Setelah itu, pasien mungkin baik memulihkan atau maju ke fase kebocoran, yang

menyebabkan DBD dan / atau dengue shock syndrome. Puncak viremia plasma berkorelasi

dengan keparahan infeksi dengue. Perbedaan antibodi, sitokin, dan tanggapan T-sel yang

terlihat di antara pasien dengan demam berdarah yang tidak rumit atau DHF / dengue shock

syndrome. Untuk kejelasan deskripsi, ini akan dijelaskan secara terpisah di bawah judul

respon antibodi, respon sitokin, dan tanggapan seluler terhadap virus dengue.

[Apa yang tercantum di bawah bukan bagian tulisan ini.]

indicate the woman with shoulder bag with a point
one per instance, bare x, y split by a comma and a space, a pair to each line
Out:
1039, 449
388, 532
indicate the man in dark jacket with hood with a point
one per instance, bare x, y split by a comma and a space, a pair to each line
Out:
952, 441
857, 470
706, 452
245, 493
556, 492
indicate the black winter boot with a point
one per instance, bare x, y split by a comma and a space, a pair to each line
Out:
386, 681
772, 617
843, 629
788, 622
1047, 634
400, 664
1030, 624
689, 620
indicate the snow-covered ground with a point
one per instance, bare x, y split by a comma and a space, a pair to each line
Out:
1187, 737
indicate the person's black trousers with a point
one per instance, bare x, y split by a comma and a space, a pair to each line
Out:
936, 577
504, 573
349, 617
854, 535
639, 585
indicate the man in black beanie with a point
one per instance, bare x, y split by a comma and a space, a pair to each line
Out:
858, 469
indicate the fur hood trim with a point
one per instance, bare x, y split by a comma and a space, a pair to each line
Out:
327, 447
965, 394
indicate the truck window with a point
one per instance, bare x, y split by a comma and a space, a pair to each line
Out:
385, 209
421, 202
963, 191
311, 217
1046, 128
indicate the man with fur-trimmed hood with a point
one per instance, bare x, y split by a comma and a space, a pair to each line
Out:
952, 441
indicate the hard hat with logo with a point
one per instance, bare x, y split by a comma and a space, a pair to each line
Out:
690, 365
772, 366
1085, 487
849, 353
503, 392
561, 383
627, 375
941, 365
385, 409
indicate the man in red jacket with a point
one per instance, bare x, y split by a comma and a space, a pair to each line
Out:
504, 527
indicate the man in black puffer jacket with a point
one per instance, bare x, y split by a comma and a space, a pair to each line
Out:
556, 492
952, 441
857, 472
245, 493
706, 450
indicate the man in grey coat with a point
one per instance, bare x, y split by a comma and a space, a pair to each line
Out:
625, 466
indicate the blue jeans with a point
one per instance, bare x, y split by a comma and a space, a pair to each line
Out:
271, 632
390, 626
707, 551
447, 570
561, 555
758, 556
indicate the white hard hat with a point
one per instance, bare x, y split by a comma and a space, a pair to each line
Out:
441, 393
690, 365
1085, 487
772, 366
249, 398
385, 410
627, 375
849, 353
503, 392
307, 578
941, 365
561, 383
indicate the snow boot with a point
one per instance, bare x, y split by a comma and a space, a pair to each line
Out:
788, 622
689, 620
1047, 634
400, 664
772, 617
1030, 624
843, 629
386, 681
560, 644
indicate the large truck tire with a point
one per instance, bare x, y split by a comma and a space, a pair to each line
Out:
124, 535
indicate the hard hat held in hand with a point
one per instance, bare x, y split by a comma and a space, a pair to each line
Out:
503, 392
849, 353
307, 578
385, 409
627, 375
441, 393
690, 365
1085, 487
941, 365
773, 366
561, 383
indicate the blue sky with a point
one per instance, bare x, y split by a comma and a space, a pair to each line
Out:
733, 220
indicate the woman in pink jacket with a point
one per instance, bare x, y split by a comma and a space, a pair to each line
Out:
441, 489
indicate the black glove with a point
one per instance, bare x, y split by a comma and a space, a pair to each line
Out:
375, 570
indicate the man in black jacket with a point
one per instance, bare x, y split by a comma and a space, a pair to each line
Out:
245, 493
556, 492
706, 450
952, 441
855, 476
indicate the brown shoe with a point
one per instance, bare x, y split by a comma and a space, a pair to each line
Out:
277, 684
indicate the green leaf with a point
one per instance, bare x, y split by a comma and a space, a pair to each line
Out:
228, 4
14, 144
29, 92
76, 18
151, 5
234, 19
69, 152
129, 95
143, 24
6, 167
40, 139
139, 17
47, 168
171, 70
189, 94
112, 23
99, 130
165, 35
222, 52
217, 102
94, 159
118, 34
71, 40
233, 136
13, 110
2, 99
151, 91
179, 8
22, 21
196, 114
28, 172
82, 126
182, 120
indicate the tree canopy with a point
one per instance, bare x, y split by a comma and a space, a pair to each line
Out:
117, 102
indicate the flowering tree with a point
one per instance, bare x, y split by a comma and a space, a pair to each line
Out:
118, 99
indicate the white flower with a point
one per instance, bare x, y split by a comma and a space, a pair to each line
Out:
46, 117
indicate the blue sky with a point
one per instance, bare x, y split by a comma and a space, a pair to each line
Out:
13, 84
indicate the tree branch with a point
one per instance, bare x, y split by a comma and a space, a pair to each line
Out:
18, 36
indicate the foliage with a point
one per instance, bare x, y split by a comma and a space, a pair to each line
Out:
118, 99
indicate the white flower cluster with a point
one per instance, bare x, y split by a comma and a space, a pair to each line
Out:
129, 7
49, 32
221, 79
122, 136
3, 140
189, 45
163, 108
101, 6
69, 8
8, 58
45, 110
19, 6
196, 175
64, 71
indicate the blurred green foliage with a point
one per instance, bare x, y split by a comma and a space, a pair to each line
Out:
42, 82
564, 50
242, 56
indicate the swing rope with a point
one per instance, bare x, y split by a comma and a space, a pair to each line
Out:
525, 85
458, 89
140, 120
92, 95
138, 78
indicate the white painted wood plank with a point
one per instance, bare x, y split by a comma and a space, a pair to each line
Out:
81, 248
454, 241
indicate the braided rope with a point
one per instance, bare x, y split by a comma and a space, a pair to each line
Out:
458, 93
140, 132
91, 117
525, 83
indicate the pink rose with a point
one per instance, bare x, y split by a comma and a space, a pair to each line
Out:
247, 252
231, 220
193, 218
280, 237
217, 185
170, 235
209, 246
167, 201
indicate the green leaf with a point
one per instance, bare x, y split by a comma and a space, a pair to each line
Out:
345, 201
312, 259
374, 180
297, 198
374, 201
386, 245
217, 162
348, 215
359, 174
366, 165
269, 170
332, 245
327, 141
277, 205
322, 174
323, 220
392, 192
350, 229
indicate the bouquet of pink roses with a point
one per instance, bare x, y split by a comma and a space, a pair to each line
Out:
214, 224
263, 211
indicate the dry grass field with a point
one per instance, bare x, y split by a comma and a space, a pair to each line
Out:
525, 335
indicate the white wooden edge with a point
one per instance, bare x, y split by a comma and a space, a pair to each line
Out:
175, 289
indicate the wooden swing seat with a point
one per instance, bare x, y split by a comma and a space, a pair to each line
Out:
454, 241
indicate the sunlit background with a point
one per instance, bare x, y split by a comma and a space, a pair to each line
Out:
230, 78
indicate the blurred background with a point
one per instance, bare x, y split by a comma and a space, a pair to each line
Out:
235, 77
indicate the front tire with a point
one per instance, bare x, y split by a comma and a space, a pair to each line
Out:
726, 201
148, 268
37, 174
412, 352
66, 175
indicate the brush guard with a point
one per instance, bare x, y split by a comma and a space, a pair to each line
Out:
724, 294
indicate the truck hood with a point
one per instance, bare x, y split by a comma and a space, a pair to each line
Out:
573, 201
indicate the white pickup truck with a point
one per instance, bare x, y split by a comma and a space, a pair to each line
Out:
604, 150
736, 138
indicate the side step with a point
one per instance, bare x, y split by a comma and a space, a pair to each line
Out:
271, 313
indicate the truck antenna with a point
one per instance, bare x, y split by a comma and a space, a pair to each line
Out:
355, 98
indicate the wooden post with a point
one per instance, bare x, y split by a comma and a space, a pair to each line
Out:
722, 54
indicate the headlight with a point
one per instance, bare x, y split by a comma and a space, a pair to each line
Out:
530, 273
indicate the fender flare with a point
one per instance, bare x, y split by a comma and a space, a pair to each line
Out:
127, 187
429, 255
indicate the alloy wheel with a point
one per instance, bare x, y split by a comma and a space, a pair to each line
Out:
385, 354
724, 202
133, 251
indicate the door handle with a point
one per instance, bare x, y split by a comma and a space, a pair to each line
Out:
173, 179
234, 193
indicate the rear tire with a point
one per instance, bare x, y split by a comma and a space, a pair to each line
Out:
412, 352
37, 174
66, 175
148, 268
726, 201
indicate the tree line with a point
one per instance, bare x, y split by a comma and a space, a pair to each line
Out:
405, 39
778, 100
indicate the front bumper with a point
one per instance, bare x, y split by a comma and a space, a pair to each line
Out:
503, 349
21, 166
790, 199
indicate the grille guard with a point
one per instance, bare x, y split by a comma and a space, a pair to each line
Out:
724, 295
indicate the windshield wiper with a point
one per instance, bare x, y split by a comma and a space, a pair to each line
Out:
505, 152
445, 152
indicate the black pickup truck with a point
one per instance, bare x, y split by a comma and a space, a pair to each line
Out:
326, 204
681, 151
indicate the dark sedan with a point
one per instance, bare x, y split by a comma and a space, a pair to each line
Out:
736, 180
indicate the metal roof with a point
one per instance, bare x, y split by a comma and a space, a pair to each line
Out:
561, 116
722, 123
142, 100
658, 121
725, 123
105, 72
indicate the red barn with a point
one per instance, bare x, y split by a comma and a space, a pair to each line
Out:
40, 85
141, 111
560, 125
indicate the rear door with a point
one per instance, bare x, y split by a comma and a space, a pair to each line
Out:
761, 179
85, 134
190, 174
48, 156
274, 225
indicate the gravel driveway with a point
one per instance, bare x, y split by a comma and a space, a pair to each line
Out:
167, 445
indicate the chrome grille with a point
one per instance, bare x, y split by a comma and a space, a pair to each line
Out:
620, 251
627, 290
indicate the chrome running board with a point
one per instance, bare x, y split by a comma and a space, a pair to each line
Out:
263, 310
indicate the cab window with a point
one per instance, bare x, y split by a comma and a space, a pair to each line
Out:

II.5 MANIFESTASI KLINIS DAN DIAGNOSIS

Infeksi virus dengue mungkin asimtomatik atau dapat menyebabkan sindrom virus,

demam berdarah (DF), atau demam berdarah dengue (DBD) termasuk dengue shock

syndrome (DSS). Infeksi dengan satu serotipe dengue memberikan kekebalan seumur hidup

dengan serotipe tertentu, tapi di sini hanya jangka pendek proteksi-silang untuk serotipe

lainnya. Manifestasi klinis tergantung pada strain virus dan tuan faktor seperti usia, status

kekebalan, dll.

17

Sindrom Virus

Bayi, anak-anak dan orang dewasa yang telah terinfeksi virus dengue, terutama untuk

pertama kalinya (yaitu infeksi dengue primer), dapat mengalami demam sederhana dan

terkadang tidak dapat dibedakan dari infeksi virus lainnya. Ruam makulopapular dapat

menyertai demam atau mungkin muncul selama penurunan suhu badan sampai yg normal.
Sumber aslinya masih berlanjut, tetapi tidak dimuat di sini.